Job description
We’re partnering with a cutting-edge AI startup building next-generation infrastructure to power large-scale, intelligent systems. Their mission is to bridge the gap between world-class AI research and production-grade deployment - enabling faster experimentation, high-performance inference, and reliable large-scale training.

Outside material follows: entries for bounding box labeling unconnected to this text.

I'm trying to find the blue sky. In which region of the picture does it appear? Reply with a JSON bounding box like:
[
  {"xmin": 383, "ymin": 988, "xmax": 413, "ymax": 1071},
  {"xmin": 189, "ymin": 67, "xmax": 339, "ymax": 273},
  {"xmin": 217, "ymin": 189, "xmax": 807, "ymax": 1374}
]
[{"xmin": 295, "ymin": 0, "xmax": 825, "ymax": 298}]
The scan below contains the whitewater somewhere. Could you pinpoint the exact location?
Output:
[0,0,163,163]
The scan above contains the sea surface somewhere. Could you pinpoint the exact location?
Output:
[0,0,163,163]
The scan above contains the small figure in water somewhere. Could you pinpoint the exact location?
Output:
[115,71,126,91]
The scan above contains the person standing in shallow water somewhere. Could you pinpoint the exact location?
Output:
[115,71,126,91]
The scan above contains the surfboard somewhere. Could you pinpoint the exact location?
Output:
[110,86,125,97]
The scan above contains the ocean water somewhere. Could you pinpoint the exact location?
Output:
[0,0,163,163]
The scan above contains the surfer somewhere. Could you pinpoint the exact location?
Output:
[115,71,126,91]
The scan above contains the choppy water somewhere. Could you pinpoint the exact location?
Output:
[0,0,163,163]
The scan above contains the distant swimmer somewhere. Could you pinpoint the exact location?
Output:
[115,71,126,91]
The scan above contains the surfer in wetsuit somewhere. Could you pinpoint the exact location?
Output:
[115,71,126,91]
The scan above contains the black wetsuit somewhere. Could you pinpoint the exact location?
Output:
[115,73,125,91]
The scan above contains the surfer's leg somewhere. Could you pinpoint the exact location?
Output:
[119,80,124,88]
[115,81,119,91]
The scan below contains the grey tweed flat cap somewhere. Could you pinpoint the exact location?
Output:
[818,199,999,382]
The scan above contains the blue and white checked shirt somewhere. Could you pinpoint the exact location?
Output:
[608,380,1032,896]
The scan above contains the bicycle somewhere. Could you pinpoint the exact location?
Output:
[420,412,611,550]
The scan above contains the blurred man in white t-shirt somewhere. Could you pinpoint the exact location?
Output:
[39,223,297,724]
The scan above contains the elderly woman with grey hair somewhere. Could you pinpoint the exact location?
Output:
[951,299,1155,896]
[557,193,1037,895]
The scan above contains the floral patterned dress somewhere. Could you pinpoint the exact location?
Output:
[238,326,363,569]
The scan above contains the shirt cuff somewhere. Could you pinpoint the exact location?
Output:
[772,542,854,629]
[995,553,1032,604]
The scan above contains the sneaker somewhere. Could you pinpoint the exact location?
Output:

As a Member of Technical Staff (ML Infrastructure), you’ll design and scale the systems that keep state-of-the-art AI running - from distributed training clusters and inference engines to agentic frameworks and post-training pipelines. You’ll work alongside a small, elite team of researchers and engineers who move fast, think big, and take full ownership of their work.
What You’ll Do
-
Design, build, and optimize high-performance ML infrastructure for large-scale training, inference, and evaluation.
-
Develop and maintain distributed systems that power large compute clusters and AI networking.
-
Streamline research workflows and accelerate experimentation by improving data pipelines (data collection, loading, SFT, RL).
-
Enhance inference performance across both open-source and proprietary inference engines.
-
Establish strong engineering practices for observability, reliability, and scalability.
-
Collaborate with researchers and product teams to translate cutting-edge ideas into robust, production-ready systems.
What We’re Looking For
-
Deep expertise in one or more of the following: inference optimization, GPU performance, cluster scheduling, or large-scale infrastructure.
-
Strong experience with modern ML frameworks (e.g., PyTorch, vLLM, Verl).
-
Startup-ready mindset - high ownership, adaptability, and comfort working in fast-moving environments.
-
Passion for bridging research and real-world impact.
Why This Role
-
High impact: You’ll ship meaningful work in weeks, not months.
-
Elite team: Work alongside ex-founders, top AI researchers, and engineers from leading tech companies.
-
Momentum: Well-funded, fast-growing, and laser-focused on building and shipping real products powered by cutting-edge AI.